Back in the sping, New York Magazine's The Cut style/fashion vertical launched a line of t-shirts ripped, in part, right from the headlines—its own headlines. Now, just in time for New York Fashion Week (Sept. 6-14), The Cut is doubling down on the line and doing a street-campaign collaboration with Merch by Amazon, the print-on-demand shop that produces the $25 shirts available at The Cut Shop.

As Ad Age reported when the line first launched, The Cut's "wearable content" collection includes "recent viral headlines and timely phrases," including "What Do Jared And Ivanka Do All Day?" (the actual headline of a story that ran in March) and "Millennial Pink" (a shortened version of the "Why Millennial Pink Refuses to Go Away" headline).
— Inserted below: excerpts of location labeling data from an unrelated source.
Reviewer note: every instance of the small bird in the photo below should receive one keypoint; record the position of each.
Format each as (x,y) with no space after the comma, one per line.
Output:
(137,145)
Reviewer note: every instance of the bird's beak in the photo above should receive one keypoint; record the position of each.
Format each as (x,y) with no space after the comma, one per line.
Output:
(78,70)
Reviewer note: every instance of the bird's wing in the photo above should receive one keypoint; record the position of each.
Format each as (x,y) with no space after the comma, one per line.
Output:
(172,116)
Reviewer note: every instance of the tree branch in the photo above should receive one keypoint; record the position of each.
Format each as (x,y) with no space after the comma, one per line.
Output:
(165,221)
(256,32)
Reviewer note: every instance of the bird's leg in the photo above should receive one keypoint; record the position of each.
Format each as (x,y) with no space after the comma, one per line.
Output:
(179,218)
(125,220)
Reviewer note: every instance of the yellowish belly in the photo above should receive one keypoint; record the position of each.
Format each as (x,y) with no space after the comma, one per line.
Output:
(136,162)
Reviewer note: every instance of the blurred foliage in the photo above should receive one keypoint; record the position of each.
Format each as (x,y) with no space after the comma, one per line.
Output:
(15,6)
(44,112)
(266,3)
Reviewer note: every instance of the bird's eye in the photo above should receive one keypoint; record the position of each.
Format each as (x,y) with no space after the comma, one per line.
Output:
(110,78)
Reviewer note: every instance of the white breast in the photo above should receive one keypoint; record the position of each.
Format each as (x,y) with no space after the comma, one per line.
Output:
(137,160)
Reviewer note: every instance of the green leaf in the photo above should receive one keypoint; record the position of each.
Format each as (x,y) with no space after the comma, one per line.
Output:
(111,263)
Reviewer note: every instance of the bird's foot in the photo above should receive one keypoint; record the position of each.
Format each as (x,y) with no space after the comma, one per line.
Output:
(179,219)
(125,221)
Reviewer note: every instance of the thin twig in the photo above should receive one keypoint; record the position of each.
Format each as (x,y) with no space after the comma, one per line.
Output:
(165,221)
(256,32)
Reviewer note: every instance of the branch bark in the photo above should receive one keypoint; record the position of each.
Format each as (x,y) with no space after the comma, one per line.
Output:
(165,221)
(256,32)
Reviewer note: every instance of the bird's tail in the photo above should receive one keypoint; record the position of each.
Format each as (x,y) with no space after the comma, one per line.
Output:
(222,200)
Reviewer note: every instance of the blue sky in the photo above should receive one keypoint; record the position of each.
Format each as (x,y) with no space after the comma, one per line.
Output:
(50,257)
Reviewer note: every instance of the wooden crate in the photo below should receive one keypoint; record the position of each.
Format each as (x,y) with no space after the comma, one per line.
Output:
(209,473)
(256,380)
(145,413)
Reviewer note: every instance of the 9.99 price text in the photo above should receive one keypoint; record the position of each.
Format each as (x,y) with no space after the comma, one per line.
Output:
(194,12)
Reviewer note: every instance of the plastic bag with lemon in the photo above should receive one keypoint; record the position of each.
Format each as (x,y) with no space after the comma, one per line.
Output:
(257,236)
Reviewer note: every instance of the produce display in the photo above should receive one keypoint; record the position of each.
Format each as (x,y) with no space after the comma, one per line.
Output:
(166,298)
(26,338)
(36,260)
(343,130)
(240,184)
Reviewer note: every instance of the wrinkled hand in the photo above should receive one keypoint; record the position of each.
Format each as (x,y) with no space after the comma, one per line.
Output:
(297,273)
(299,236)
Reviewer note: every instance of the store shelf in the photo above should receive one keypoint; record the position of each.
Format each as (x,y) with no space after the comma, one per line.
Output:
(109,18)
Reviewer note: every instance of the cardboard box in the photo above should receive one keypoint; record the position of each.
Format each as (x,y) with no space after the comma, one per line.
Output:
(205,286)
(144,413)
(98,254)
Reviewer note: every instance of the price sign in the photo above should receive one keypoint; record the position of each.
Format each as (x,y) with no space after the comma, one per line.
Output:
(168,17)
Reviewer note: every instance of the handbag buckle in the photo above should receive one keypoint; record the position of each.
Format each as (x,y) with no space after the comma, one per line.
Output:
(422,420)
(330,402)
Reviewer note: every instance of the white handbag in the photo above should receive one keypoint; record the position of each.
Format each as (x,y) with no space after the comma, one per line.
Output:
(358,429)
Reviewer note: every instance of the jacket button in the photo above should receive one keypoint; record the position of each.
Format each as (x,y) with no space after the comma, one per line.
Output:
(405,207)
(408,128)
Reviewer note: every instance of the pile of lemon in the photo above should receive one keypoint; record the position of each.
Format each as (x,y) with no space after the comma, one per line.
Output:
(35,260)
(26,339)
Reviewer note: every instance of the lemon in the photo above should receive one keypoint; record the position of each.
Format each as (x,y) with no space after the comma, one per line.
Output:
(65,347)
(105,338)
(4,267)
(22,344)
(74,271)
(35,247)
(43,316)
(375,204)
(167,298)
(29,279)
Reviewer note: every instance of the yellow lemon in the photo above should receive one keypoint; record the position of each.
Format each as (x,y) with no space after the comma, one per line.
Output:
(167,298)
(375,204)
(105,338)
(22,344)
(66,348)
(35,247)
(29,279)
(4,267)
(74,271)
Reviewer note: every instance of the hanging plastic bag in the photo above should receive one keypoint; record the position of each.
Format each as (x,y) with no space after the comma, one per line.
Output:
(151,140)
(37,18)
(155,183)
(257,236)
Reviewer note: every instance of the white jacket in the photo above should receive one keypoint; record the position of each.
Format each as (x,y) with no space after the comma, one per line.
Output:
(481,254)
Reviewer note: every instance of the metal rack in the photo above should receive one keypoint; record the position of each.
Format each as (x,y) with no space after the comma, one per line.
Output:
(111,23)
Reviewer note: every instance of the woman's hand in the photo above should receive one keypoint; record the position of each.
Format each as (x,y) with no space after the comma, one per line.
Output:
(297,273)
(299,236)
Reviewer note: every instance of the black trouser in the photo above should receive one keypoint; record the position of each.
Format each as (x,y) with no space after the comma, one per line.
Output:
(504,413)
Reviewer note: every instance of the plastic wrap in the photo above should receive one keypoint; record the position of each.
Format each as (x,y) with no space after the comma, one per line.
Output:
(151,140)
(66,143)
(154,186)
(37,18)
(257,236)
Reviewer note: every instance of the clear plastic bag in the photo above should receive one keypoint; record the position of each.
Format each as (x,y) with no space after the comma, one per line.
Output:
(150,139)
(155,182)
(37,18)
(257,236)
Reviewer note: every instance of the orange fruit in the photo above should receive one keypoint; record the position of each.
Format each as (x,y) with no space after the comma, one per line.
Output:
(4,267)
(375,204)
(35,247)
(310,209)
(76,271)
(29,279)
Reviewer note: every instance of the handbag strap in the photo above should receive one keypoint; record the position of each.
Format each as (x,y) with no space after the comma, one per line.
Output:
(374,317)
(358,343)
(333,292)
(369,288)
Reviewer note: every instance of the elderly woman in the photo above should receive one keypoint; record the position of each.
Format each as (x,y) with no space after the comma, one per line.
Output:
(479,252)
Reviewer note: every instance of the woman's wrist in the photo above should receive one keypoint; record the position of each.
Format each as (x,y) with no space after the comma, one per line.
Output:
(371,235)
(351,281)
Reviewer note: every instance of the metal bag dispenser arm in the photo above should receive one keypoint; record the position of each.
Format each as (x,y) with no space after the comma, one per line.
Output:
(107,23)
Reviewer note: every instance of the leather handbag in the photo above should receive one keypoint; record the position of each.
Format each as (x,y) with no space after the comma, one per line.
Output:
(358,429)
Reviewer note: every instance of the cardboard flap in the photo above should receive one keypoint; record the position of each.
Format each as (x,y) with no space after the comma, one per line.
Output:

The line has now expanded to more than 50 options—including the recent deliciously meta addition "I Don't Know What The Cut Is," which is an actual Gwyneth Paltrow quote from a July New York Times Magazine cover story that The Cut gleefully posted about (see "Gwyneth Paltrow Doesn't Know What The Cut Is").

Starting today, street posters (see one of them below) will start appearing around lower Manhattan and Brooklyn; they'll show off various t-shirts in the line and include an Amazon SmileCode that fashionistas can snap using the camera function in the Amazon app to bring them directly to The Cut Shop. "Customers can shop new designs literally from the streets of New York using the SmileCode," says Miguel Roque of Merch by Amazon, "and make their purchase in seconds."

The next step, of course, is to put on the shirt upon arrival and take a selfie to post on Instagram (with the hashtag #TheCutShop, naturally), to bring the web-meets-IRL aspect full circle.

"When we first launched the shirts and started promoting them on our social channels," says The Cut Editor Stella Bugbee, "we didn't realize we were creating a viral campaign, but we were." She adds that seeing The Cut's sensibility get filtered and reintepreted by readers in such a tangible way has been great fun for her and rest of The Cut staff. "People really bring their own sense of humor to the shirts. We've seen a lot of men buy the 'Married Mom Looking For Men At Balthazar' shirt, for example."